For this processing, the largest class was AReu, which comprises an area of 89.28 km² (38.57%). In this class the Eutric Arenosols stand out, with simple grain structure. They contain the mineral quartz as predominant in all of their fractions. This class also comprise Carbic Podzol, sandy soils that have spodic horizon, with illuvial accumulation of humified organic matter, combined with aluminum, with very dark gray color (10YR 3/1) in the subsurface diagnostic horizon and black color (7.5YR 2.5/1).
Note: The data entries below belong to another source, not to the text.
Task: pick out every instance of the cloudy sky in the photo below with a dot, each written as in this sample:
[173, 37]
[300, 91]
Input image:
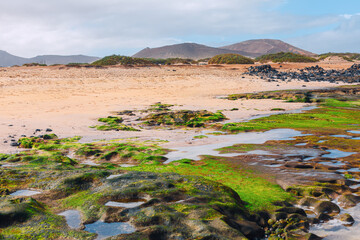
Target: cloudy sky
[104, 27]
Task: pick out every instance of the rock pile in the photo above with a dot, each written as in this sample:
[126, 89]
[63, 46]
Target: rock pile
[309, 74]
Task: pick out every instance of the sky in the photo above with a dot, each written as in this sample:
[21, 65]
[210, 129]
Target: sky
[105, 27]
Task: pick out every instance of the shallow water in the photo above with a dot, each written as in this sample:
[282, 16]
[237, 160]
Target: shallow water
[341, 136]
[90, 163]
[194, 151]
[105, 230]
[354, 131]
[126, 165]
[72, 217]
[25, 193]
[124, 204]
[333, 163]
[334, 153]
[278, 113]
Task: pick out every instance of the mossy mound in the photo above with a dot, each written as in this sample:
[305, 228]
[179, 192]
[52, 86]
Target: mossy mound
[183, 118]
[113, 123]
[230, 58]
[121, 60]
[285, 57]
[350, 57]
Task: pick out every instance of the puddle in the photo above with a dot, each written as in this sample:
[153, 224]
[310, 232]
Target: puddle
[260, 152]
[125, 204]
[333, 163]
[90, 163]
[355, 186]
[127, 165]
[334, 153]
[9, 165]
[279, 113]
[24, 193]
[114, 176]
[334, 229]
[354, 131]
[72, 217]
[105, 230]
[341, 136]
[194, 151]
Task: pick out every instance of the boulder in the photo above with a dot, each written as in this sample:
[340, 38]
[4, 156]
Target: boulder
[326, 207]
[349, 200]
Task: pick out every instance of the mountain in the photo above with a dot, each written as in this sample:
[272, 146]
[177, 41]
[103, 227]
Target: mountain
[7, 60]
[184, 50]
[259, 47]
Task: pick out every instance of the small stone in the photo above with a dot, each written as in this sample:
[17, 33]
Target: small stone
[347, 218]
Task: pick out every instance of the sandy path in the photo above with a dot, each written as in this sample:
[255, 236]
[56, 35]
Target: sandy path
[70, 100]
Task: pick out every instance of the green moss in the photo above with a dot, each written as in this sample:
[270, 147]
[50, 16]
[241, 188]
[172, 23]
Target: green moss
[121, 60]
[32, 220]
[158, 107]
[324, 119]
[200, 137]
[113, 123]
[257, 192]
[183, 118]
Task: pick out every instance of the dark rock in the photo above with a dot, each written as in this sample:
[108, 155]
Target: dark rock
[14, 144]
[250, 229]
[349, 200]
[290, 210]
[347, 218]
[324, 217]
[326, 207]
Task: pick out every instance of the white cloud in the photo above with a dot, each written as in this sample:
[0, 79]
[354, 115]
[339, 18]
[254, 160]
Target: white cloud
[343, 38]
[112, 26]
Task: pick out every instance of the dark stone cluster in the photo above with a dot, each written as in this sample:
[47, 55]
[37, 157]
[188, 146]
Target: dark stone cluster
[309, 74]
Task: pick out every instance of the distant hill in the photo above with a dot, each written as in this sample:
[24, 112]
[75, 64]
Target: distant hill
[259, 47]
[7, 60]
[184, 50]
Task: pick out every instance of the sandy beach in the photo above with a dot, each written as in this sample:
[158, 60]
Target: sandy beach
[69, 100]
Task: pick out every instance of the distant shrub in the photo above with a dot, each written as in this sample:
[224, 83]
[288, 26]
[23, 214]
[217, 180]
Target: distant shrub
[121, 60]
[230, 58]
[285, 57]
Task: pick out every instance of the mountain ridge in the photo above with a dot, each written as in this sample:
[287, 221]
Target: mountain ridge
[250, 48]
[259, 47]
[184, 50]
[8, 60]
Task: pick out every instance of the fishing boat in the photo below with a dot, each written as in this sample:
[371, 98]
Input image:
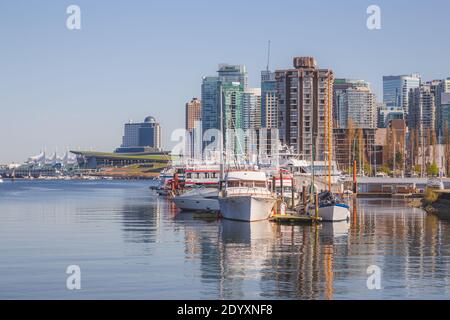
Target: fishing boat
[327, 206]
[246, 196]
[203, 176]
[435, 183]
[331, 208]
[198, 200]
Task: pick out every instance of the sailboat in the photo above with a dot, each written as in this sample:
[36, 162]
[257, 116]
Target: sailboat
[246, 196]
[330, 207]
[199, 200]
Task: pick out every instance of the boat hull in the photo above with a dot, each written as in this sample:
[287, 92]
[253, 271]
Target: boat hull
[246, 208]
[334, 213]
[197, 204]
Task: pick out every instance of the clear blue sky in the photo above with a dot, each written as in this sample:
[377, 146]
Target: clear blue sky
[75, 89]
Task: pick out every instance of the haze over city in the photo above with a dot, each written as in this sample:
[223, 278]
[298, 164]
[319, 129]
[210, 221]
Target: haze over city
[75, 89]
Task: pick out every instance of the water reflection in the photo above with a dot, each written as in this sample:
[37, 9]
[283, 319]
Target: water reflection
[326, 261]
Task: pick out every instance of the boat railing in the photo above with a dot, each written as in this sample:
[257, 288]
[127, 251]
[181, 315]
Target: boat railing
[243, 191]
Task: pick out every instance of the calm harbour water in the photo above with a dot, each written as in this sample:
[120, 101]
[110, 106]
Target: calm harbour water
[130, 244]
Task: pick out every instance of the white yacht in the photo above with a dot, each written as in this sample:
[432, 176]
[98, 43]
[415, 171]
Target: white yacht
[199, 200]
[331, 209]
[246, 196]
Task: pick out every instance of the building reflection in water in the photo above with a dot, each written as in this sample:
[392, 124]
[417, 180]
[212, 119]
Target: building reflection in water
[142, 219]
[327, 261]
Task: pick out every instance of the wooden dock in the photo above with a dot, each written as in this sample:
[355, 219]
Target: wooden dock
[294, 219]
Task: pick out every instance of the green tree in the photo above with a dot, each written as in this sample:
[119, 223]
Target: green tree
[433, 170]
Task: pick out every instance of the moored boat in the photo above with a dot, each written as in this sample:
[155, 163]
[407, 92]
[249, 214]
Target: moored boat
[246, 196]
[198, 200]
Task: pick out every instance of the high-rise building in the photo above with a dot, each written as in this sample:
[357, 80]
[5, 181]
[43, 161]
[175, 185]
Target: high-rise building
[422, 110]
[224, 91]
[233, 73]
[193, 114]
[269, 106]
[444, 118]
[305, 96]
[354, 100]
[140, 136]
[396, 90]
[251, 108]
[232, 93]
[385, 114]
[211, 95]
[440, 89]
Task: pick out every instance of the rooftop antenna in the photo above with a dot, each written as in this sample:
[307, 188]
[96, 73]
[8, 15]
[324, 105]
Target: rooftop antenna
[268, 55]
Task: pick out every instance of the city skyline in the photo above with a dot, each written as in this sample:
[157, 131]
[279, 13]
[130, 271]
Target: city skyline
[59, 86]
The second largest class was SNap (42.11 km², 18.19%). Among the soils, the occurrence of Abruptic Solonetz stands out; these are soils with high sodium saturation, with prismatic or columnar structure. Its high textural gradient causes great susceptibility to erosion, also favored by the low permeability of B horizon. There is also the occurrence of Eutric Fluvisols, which are poorly evolved mineral soils formed from recent alluvial deposits. In addition to these, there are also Fluvic Cambisols, which consist of mineral material with cambic horizon, underlying the A horizon, with not very advanced degree of development and irregular variations of granulometry in subsurface. The last component of the association is the Sodic Vertisol, which consists of mineral material, with vertic characteristics in the horizons, appearance of cracks in the dry period due to clay shrinkage and swelling, and slickensides.
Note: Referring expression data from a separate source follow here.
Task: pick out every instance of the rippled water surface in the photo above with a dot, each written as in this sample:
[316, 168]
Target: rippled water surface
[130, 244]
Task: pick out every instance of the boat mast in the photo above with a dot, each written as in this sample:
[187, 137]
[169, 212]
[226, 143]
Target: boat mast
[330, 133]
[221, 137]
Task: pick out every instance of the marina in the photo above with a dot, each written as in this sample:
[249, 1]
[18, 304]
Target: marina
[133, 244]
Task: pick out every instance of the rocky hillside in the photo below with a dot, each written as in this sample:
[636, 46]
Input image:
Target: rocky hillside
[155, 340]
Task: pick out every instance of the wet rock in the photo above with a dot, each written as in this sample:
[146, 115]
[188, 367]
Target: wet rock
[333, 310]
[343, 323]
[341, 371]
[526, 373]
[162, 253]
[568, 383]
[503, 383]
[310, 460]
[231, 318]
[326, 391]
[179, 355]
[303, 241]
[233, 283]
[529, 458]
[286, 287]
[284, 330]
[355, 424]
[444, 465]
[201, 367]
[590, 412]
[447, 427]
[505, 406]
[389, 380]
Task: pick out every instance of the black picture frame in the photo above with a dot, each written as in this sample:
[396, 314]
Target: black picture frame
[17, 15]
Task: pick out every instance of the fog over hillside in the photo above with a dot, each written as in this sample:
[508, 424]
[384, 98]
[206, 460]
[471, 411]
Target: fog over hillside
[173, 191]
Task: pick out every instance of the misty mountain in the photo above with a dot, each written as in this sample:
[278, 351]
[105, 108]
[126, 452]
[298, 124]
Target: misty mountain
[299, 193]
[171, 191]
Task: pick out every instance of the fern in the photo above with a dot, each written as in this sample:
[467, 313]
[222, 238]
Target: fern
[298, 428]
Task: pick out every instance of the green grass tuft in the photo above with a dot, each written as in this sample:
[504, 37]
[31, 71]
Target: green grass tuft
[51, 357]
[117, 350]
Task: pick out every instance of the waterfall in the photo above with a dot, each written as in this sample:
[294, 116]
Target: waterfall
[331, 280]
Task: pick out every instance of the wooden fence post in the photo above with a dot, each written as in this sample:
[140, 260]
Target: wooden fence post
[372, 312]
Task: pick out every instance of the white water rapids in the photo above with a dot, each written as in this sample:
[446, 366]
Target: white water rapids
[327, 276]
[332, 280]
The grouped classes GLeu and GLti cover an area of 59.46 km² (corresponding to 25.68%). In this unit, the soils found have gleyic properties. These soils often have mottles or variegated colors and can assume any hues and values as long as the chroma is less than or equal to 2.
Classes MD and SB extended for 27.59 km² (11.91%) and 37.99 km³ (16.41%), respectively. Mobile dunes are large, individual moving masses of sand, consisting of simple and/or composite wind dunes, as well as large strips of sand stretched near the beach line. The sandspits and beach are accumulations of sand located between the base of the modal waves and the boundary of the beach, deposited mainly by the waves, but are also influenced by the tides and the local topography.
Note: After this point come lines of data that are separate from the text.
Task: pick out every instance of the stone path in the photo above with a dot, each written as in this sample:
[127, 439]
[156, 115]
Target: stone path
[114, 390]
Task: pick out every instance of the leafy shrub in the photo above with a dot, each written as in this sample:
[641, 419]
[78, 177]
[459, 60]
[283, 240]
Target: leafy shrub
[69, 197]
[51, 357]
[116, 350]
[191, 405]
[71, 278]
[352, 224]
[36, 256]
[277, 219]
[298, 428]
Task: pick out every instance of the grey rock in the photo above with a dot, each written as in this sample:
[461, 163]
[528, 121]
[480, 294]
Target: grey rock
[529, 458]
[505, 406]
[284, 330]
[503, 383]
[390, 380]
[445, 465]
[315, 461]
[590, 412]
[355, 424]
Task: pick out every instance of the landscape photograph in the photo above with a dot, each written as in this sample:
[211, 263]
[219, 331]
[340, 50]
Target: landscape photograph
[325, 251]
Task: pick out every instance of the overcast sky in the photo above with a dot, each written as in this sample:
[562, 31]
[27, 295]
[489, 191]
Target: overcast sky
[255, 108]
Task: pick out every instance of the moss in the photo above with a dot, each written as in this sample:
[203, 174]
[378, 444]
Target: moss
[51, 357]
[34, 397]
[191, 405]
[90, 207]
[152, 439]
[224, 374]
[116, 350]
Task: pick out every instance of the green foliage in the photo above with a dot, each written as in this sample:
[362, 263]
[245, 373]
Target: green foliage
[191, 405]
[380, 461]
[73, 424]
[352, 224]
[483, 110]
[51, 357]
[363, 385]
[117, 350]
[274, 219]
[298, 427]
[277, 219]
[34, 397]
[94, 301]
Regarding the accuracy of the mapping, the validation by means of an error matrix, expressed in Table 4 showed overall accuracy of 61.90%, higher than that of the previous map. The same is true for kappa, which for this map reached 0.52, a good agreement according to criteria of Landis and Koch (1977).
It is worth mentioning that, according to Ten Caten (2011), the mean value of kappa index in studies conducted in Brazil is 0.47. This value is higher than that reported in the international literature, for example, 0.39 for flat areas, reported by Hengl and Rossiter (2003).
The map generated from data matrix 2 is represented in Fig. 8. Based on the image, it was verified that the most comprehensive class for the study area was sand texture soils - AR, with about 90.31 km² (39%). The second most comprehensive class was that of soils originated from alluvial sediments, of indiscriminate texture - FL, with 60.24 km², corresponding to 26% of the area.
The class of soils with gleyc characteristics – GL represents 19.4% of the area (approximately 44.91 km²). Most of these soils are representative of the fluvial-marine plain areas (mangrove forest areas) that are subjected to strong influence from the Parnaíba River, its tributary, the Igaraçu River, and the Atlantic Ocean. Classes MD and SB extended for 22.99 km² (9.9%) and 13 km³ (5.6%), respectively.
The error matrix of the digital map generated from matrix 2 is found in Table 5. The overall accuracy was 67% and the kappa index was 0.57, indicating good agreement according to the adopted criteria for evaluating the accuracy.